Uma coisa que não entendia era a passividade daquelas pessoas; será que ninguém jamais se sentiu curioso em conhecer aquela casa? Afinal D. Mizé entrava e saía de todas as casas à vontade; era certo que aparentemente ela estivesse sempre ausente, menos nas terças e quintas à tarde, mas parece que ninguém nunca conferiu isto. Somente Padre Anacleto sabia que ela tinha lá seus momentos para o lar... Mas de qualquer forma a matrona era esperta, sua casa ficava trancada a sete chaves, para entrar lá tinha que chamar na campainha e isto levantaria a lebre; surpreende-la era impossível!

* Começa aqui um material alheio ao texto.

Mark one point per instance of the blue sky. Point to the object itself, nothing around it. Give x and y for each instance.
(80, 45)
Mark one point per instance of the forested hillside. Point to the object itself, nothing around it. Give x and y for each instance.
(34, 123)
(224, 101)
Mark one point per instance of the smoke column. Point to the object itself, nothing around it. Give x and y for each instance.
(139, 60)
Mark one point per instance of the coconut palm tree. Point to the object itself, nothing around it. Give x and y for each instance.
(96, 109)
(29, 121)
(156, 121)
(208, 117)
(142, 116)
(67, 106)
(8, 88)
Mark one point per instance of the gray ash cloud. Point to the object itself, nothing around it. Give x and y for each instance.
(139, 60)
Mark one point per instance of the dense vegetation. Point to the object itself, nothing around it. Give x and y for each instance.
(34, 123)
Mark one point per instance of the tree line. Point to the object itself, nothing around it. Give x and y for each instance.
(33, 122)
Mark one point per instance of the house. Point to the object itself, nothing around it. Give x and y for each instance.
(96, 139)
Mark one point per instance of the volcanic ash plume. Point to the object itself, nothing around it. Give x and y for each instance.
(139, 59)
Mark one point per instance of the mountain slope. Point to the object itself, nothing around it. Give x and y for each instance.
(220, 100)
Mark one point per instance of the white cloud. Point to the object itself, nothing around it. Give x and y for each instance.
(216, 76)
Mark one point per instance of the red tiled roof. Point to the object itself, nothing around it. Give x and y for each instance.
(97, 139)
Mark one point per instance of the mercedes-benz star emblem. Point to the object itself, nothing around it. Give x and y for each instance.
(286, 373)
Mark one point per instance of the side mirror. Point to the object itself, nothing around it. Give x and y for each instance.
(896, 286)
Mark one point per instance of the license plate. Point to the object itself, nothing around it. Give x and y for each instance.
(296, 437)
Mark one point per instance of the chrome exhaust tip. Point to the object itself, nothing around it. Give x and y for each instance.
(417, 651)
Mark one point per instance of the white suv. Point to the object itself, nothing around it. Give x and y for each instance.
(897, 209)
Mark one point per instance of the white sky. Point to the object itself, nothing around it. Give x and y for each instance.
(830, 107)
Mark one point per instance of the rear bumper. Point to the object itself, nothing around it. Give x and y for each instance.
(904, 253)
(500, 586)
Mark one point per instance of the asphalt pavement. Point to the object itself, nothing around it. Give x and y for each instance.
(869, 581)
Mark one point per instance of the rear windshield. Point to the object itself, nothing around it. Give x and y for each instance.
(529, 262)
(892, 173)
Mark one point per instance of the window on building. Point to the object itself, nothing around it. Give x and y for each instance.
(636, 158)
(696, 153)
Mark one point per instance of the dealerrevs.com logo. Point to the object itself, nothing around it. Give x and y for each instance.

Naquela terça -feira mesmo tentando se conter, (depois de muito pensar decidiu que o melhor era ignorar) o padre não resistiu, das frestas da sua janela pode acompanhar o início das seções (em média uma hora para cada garoto) – era exatamente duas horas da tarde e duraria até as cinco: não havia bebida, só cigarros, sucos e frutas. As cenas se passavam num cômodo semi-aberto, decorado de vermelho e dourado; uma cama redonda no centro, espelhos de um lado e samambaias do outro e uma música frenética em tom baixo preenchia o ambiente.
O garoto com ares entre amedrontado e curioso, estava encolhido timidamente no meio da cama só de cueca olhando fixamente para um determinado ponto, de onde logo saiu a virtuosa D. Mizé, dançando a “dança do ventre”. Ela vestia apenas uma bata dourada, minúscula e transparente, que ao rítimo da musica ia escorregando pelos ombros até cair a seus pés; depois insinuante e vagarosamente como uma gata, aproximou-se do rapaz enroscando-se a ele, que embora ansioso para dar início à sua “iniciação”, recuou assustado, mas foi logo vencido pelas virtudes de Dona Mizé.